In this chapter we discuss working and long-term memory systems and the main psychological events involved in learning that must be accommodated in efficient instructional environments. In particular we will see how our guidelines work to compensate for lack of knowledge in the long-term memory of novices.

Our Memory Partners

All human learning and work activities rely on two of our memory systems—working memory and long-term memory and the partnership they share. As its name implies, working memory is the active partner. As you read this book and think about how it applies to your work, it is your working memory that does the processing. While in a learning mode, new information from the environment is processed in working memory to form knowledge structures called schemas, which are stored in long-term memory. Schemas are memory structures that permit us to treat a large number of information elements as though they are a single element. For example, when you read the word "element" you no longer think of seven separate letters; you think of a single entity, the word "element."

We have schemas for all aspects of our cognitive lives. While all trees differ from all other trees and include a huge amount of sensory information (color, shape, number of leaves, twigs, branches, and so forth), we can instantly recognize an object as a tree because we have a schema for trees. We similarly have schemas for letters, words, and combinations of words that allow us to read easily and rapidly. Schemas for the solution to specific mathematics problems may make us competent at mathematics. In any area in which you have competence, that competence derives from schemas stored in your long-term memory.

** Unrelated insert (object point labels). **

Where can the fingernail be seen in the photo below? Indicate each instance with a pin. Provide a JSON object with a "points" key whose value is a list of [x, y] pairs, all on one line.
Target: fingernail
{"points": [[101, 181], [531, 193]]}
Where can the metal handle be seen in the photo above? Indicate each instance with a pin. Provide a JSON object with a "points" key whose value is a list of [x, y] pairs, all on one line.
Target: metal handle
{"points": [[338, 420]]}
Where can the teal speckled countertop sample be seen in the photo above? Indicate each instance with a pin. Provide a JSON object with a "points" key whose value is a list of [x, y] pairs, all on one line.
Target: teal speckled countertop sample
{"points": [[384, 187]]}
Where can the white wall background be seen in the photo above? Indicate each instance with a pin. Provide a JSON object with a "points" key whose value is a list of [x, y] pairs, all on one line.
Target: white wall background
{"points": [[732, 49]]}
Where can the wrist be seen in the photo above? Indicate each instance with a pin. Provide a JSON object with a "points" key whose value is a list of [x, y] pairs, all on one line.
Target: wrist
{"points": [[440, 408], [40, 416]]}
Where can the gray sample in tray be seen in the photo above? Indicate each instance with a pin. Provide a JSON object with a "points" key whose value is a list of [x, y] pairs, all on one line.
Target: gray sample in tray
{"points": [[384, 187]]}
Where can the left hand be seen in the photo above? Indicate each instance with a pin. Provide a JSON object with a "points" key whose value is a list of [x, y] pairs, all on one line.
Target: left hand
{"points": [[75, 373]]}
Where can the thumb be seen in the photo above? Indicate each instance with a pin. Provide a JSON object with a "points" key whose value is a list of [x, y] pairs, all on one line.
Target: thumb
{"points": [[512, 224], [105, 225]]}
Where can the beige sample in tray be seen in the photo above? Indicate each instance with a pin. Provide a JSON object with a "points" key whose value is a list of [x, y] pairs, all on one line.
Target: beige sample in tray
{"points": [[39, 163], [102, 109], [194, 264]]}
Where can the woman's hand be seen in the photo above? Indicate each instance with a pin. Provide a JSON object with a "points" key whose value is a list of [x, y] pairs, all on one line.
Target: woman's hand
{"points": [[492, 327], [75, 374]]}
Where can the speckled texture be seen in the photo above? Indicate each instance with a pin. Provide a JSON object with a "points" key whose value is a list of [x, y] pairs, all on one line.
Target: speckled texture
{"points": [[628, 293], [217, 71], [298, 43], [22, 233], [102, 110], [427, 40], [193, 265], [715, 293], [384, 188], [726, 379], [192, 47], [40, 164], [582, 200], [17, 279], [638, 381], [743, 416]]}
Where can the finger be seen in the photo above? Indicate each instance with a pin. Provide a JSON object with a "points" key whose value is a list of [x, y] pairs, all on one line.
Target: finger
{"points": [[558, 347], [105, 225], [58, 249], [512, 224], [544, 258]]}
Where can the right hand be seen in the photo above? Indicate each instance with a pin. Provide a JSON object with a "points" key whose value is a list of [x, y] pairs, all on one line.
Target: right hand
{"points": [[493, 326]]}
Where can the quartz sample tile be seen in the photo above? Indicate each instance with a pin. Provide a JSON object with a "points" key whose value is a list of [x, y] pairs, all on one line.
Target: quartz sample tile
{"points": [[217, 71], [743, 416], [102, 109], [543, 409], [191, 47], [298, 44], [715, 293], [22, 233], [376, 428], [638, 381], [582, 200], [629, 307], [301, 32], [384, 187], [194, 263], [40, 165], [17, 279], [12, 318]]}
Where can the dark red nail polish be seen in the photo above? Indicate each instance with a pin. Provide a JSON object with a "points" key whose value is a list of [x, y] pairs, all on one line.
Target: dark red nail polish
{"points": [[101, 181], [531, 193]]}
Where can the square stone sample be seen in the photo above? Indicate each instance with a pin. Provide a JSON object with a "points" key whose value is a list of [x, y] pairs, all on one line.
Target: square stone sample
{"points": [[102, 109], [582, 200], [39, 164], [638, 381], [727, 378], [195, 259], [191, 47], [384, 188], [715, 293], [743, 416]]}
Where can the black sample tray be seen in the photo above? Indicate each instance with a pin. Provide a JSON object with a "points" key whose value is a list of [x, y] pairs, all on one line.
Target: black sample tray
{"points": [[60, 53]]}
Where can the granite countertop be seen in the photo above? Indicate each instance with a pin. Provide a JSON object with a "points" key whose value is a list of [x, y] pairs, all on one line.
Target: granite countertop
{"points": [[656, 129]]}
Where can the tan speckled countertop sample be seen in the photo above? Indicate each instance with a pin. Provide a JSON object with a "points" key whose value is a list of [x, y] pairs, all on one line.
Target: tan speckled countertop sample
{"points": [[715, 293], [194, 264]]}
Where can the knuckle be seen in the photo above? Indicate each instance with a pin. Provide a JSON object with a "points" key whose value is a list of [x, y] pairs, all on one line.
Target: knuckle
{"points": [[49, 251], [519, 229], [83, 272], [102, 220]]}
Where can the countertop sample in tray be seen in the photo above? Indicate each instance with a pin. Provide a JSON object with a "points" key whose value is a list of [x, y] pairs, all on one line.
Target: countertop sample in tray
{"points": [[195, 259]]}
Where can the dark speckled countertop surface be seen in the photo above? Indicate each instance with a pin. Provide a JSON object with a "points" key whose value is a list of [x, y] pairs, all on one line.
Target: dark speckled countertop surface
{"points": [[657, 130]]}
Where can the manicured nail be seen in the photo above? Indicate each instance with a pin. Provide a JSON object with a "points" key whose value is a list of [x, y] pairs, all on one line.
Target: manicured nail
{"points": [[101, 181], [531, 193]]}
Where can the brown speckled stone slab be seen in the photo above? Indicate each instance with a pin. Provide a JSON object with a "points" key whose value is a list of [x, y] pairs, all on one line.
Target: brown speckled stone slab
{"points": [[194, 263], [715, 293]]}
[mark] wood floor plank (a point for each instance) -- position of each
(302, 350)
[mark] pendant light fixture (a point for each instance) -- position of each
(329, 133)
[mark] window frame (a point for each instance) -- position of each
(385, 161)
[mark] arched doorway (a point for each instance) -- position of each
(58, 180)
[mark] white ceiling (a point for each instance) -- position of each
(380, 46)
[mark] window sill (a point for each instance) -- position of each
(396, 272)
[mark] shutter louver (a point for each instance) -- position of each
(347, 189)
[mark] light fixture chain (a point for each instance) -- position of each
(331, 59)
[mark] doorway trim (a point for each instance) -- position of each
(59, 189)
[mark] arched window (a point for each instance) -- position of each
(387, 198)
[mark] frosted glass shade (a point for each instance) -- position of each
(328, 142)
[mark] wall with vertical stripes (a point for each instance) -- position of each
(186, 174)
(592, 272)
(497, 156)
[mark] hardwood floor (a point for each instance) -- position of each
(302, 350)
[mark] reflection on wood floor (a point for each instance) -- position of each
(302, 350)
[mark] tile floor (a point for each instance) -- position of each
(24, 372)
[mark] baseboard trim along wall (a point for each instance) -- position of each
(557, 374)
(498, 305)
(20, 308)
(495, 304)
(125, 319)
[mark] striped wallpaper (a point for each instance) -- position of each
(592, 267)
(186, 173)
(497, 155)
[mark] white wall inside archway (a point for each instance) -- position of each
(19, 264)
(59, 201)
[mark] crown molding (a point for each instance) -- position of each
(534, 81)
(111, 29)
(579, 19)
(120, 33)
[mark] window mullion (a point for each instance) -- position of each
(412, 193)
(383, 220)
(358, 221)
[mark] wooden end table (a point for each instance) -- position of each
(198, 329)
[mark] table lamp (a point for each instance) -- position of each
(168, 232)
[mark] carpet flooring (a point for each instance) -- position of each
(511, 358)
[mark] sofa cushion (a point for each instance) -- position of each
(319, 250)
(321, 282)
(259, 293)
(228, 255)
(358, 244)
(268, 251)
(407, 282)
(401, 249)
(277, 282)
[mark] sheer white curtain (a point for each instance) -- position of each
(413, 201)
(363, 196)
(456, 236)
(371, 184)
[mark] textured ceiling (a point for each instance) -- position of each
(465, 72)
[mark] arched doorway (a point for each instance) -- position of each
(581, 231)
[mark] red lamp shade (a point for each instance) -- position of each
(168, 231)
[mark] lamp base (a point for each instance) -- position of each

Long-term memory is the main knowledge repository because working memory has very little storage capacity. Working memory's main role is conscious processing. When you ask working memory to store anything beyond very limited amounts of information, its processing capacity is inadequate. We've all had the experience of being overwhelmed when trying to learn something new. That feeling of failing to understand leading to frustration or anxiety is your working memory telling you that it is overloaded. Overload stresses psychological processes in ways that diminish learning efficiency. When overload gets large enough, the learning system shuts down altogether. Your job as an instructional professional is to design and deliver training that will leverage germane cognitive load to promote learning and at the same time to minimize extraneous load and manage intrinsic cognitive load to free working memory capacity for learning.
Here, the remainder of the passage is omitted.